1 The quote is from Holt, Jim. 2019. “Remember the ‘10,000 Hours’ Rule for Success? Forget About It” (review of Range by David Epstein). New York Times (May 28), https://www.nytimes.com/2019/05/28/books/review/david-epstein-range.html (gated).
2 https://heterodoxacademy.org/prepare-students-foxes/
3 Babe Ruth hit 60 homers in a season, the all-time record for decades. The much less well-known Jimmie Foxx and Hank Greenberg, playing in roughly the same era against similar pitching, both hit 58.
4 A par 37 nine-hole course is a difficult course, not one designed for children or beginners.
5 I’d quarrel with that: Shakespeare and Beethoven have adherents who are just as passionate; I am one. But van Gogh’s art speaks to almost everyone, and is just as fresh now as it was in 1890, when he died.
6 Source: Ranney, Gipsie. Undated. “Blind Spots in Learning and Inference.” The Systems Thinker (online), https://thesystemsthinker.com/%EF%BB%BFblind-spots-in-learning-and-inference/. In Epstein’s book, the data are deliberately misrepresented as engine failures in race cars, for the purpose of teaching students about risk management, but he later reveals that they are data on O-ring distress (both erosion, which has never been fatal, and gas “blow-by,” which destroyed the Challenger) on the space shuttle. Here, for clarity, I use the properly labeled data from Ranney.
7 Source: Same as Exhibit 1.
8 Tufte, Edward R. 1997. Visual Explanations: Images and Quantities, Evidence and Narrative. Cheshire, CT: Graphics Press.

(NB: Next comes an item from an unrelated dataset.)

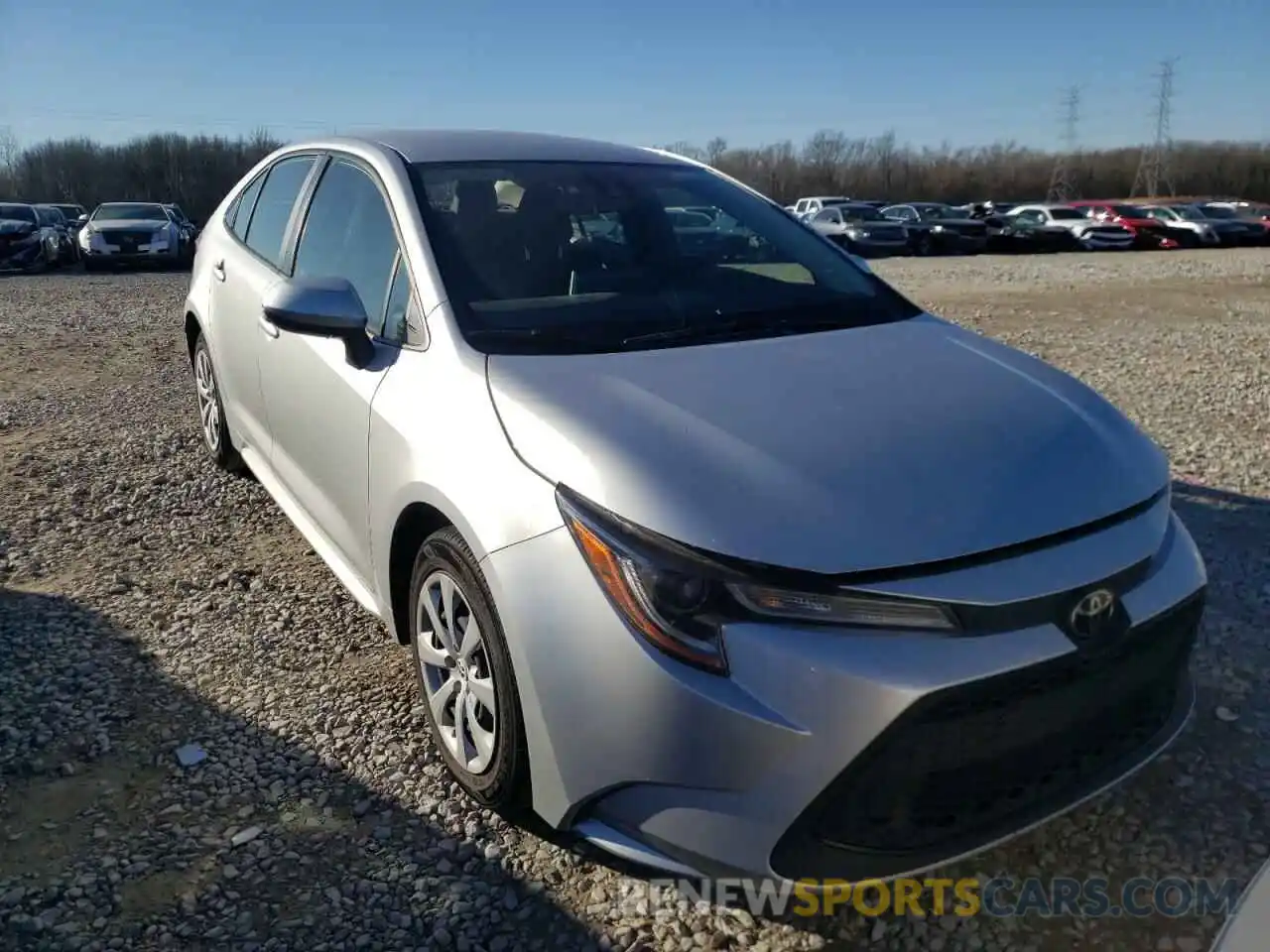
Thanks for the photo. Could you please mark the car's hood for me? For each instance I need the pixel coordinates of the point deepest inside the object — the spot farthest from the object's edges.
(830, 452)
(128, 225)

9 The work, An Essay towards solving a Problem in the Doctrine of Chances, was posthumous. Bayes died in 1761.
10 Although, mystifyingly, Epstein never refers to Bayes by name or uses the words “Bayes’ Theorem.”

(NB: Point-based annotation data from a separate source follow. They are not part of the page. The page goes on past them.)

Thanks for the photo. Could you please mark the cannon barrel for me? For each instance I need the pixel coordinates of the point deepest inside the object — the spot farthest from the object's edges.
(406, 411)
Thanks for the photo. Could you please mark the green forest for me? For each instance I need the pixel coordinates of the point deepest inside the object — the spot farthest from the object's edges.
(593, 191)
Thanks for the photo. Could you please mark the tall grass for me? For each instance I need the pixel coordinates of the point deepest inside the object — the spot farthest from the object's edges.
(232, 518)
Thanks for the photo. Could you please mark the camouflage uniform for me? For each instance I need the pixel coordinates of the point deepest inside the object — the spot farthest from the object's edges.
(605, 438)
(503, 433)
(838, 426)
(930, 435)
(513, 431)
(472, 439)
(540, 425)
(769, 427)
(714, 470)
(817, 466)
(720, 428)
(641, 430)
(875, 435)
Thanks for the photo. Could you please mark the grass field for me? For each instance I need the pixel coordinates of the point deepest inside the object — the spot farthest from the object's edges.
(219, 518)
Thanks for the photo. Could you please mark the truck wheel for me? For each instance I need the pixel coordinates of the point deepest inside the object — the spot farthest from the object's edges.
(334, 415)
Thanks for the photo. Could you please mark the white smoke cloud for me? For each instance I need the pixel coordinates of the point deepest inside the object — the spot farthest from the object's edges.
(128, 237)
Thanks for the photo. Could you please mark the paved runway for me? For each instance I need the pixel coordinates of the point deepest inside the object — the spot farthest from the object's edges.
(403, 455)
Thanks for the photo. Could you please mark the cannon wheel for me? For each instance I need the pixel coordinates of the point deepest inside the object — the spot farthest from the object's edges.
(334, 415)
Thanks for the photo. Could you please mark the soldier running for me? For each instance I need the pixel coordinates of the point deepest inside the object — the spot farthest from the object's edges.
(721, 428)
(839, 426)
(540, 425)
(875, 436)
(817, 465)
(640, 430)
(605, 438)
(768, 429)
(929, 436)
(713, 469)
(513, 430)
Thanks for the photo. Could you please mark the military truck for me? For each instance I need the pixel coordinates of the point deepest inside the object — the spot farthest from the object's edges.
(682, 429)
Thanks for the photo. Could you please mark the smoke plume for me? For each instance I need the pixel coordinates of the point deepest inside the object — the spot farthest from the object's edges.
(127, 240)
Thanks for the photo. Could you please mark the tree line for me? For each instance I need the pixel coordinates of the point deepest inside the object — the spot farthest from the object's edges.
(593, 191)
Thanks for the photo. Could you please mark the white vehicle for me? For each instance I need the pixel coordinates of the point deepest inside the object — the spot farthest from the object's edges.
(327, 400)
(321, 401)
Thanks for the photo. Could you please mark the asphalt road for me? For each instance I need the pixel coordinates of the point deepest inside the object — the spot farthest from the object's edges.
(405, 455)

11 Hagstrom, Robert G. 2013 (second edition). Investing: The Last Liberal Art. New York: Columbia University Press.
12 The first book superstore (founded 1982), which was acquired by B. Dalton and later sold to Barnes & Noble, thus forming the basis for Barnes & Noble Superstores.
13 Hoover, Gary E. 2010. The Art of Enterprise. Out of print. PDF sold at https://garyhoover.dpdcart.com/product/136602.
14 Siegel, Laurence B. 2014. “Read Your Sharpe and Markowitz!” CFA Institute Magazine (September/October), https://larrysiegeldotorg.files.wordpress.com/2014/08/pages-from-cfa_s-o-14_8-18-14-5-adobe-acrobat-pro.pdf
15 Deirdre McCloskey’s term (from The Bourgeois Virtues, University of Chicago Press, 2006), echoed in my forthcoming book (Fewer, Richer, Greener, Wiley, late 2019, http://www.fewerrichergreener.com). McCloskey is one of the greatest generalists in economics, having held at the same time appointments in six departments at the University of Illinois at Chicago: economics, history, English, communication, philosophy, and classics. (In the last two, she was an adjunct.)